Spanning 125 years, Art and Queer Culture is the first major historical survey to consider the ways in which the codes and cultures of homosexuality have provided a creative resource for visual artists. Attempts to trouble the conventions of gender and sexuality, to highlight the performative aspects of identity and to oppose the tyranny of the normal are all woven into the historical fabric of homosexuality and its representation. From Oscar Wilde to Ryan Trecartin, from the molly houses of eighteenth-century London to the Harlem drag balls of the 1920s, the flamboyant refusal of social and sexual norms has fuelled the creation of queer art and life throughout the modern period.
Although the book proceeds in a chronological fashion, it does not propose a progressive narrative in which homosexuals become increasingly adept at negotiating the circumstances of censorship and overcoming the terms of stigma and invisibility. The dialogue between art and queer culture does not move towards ever more affirmative images of equality and dignity. Rather than countering homophobia with ‘positive’ images of assimilation, many of the artists and photographers featured in this book draw upon, and even draw out, the deviant force of homosexuality.
Art and Queer Culture includes not only pictures made and displayed under the rubric of fine art but also those intended for private, underground or otherwise restricted audiences. Scrapbooks, amateur artworks, cartoons, bar murals, anonymous photographs, activist posters – all appear in its pages, as do paintings, sculptures, art photographs and video installations. Writing queer culture into the history of art means redrawing the boundaries of what counts as art as well as what counts as history. It means searching for cracks in the partition that separates ‘high’ art from ‘low’ culture and in the divide between public achievement and private life.
The inclusion of the word ‘queer’ in the title is a considered choice. No single word can accommodate the sheer expanse of cultural practices that oppose normative heterosexuality. In its shifting connotation from everyday parlance to phobic epithet to defiant self-identification, ‘queer’ offers more generous rewards than any simple inventory of sexual practices or erotic object choices.

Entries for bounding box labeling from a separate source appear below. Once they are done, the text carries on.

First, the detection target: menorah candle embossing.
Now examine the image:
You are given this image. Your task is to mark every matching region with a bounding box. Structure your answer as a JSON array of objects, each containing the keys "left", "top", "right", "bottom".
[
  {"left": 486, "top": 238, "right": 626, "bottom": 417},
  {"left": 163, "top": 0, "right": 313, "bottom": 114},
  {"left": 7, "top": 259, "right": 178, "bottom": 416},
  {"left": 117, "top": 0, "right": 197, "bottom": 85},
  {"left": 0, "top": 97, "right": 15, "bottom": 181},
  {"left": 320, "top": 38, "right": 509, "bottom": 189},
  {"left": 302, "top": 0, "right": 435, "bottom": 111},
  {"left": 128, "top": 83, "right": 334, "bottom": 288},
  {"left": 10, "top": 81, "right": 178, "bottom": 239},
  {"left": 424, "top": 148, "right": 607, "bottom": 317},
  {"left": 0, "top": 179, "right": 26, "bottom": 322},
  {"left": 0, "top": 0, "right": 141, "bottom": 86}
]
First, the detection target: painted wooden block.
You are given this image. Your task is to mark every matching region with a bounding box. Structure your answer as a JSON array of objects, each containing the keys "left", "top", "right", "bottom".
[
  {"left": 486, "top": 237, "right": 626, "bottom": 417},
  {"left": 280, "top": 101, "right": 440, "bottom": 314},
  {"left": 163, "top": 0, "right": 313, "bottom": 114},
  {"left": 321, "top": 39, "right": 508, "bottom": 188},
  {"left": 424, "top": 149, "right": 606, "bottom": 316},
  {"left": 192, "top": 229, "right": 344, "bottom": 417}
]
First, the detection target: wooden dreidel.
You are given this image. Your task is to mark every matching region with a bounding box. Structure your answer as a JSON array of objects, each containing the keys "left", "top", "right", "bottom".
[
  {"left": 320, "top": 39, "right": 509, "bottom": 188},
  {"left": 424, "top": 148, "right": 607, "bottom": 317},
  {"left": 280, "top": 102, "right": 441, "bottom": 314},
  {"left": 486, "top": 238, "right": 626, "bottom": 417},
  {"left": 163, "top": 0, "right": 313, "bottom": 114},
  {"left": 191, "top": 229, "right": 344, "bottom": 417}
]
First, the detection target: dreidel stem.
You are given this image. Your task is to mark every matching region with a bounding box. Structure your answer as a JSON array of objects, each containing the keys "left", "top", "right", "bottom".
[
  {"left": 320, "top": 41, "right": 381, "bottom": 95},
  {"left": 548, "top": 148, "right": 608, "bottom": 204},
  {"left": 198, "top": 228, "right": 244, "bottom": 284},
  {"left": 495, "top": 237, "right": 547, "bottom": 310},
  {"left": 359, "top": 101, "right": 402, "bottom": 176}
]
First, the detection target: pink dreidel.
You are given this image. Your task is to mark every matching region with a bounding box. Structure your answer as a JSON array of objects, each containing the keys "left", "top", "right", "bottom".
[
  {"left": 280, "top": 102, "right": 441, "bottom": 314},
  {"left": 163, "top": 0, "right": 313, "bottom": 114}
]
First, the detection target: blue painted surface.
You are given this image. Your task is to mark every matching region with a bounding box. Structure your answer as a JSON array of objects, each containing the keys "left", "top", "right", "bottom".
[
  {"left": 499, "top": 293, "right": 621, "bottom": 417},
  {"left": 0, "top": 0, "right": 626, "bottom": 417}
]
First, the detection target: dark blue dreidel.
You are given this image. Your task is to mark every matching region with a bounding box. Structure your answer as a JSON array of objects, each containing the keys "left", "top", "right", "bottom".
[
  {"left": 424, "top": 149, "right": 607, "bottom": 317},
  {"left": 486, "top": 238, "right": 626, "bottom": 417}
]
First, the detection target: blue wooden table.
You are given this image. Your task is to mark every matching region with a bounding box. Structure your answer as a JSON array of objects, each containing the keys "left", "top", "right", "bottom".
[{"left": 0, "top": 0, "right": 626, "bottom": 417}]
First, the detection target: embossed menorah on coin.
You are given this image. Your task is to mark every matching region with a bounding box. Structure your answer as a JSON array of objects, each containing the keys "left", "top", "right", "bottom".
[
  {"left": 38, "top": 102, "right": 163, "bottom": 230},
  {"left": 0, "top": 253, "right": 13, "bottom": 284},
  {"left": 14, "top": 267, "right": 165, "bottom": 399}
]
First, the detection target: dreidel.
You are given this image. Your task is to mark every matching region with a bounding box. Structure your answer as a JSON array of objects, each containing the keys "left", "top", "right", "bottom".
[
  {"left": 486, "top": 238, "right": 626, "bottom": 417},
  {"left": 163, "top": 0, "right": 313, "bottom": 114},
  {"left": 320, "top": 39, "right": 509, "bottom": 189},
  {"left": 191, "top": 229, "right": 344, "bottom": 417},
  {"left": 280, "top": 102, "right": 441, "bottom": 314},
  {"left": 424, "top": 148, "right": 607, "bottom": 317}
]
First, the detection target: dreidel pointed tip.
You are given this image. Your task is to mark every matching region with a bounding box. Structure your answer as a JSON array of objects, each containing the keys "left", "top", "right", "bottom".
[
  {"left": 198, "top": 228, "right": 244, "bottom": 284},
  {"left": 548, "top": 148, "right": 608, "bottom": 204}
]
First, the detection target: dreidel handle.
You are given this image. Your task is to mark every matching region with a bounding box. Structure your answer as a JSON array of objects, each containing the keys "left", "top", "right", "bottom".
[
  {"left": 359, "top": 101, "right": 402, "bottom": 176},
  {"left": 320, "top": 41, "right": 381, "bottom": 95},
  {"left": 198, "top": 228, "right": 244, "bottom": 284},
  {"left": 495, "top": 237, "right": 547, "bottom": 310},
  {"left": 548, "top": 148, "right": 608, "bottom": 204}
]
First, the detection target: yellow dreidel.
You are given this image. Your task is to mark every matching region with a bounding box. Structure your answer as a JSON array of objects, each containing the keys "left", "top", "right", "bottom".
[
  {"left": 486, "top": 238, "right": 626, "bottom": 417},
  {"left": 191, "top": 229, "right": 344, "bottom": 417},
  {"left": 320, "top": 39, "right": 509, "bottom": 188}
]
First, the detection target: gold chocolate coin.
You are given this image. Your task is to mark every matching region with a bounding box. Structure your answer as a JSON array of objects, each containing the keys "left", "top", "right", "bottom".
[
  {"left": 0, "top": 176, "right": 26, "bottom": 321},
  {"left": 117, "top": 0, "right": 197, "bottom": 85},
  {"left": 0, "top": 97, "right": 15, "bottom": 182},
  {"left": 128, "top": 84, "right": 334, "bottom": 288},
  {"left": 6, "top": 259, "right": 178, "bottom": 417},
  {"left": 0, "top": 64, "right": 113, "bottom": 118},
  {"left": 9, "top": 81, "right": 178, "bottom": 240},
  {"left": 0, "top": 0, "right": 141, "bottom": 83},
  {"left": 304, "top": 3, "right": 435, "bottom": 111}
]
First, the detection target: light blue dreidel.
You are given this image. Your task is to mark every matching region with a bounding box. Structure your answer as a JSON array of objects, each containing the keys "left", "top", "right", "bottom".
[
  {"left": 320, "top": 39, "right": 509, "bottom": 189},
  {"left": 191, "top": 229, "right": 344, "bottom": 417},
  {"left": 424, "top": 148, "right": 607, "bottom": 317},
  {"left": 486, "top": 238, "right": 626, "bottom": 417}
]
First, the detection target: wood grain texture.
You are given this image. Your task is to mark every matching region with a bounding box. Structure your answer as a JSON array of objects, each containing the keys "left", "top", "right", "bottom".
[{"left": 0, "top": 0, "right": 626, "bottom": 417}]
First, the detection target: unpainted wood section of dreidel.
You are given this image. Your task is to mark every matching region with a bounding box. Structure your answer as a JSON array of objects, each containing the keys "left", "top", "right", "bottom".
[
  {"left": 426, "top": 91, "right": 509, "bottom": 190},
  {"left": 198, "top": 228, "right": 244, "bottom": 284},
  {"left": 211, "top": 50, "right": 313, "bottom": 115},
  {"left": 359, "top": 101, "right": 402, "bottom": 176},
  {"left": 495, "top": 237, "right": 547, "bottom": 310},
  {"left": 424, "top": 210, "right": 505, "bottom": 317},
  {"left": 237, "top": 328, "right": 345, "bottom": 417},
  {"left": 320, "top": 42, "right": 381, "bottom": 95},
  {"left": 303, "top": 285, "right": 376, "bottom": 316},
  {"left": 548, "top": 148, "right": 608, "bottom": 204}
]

The editors of Art and Queer Culture, Catherine Lord and Richard Meyer, have assembled a complete overview of the subject in three sections. Their definitive Survey essay recounts in detail the ways in which art has constructed, contested or otherwise responded to alternative forms of sexuality, from the emergence of homosexuality as an identity in the late nineteenth century to the pioneering ‘genderqueers’ of the early twenty-first. The Works section presents large full-colour images of over 250 key artworks, each accompanied by an informative caption. And the Documents section provides a generous archive of primary and secondary texts, including artist’s statements, exhibition reviews, personal manifestos, sociological essays and critical writings. The extensive back matter includes biographies of all the artists and authors plus a full bibliography.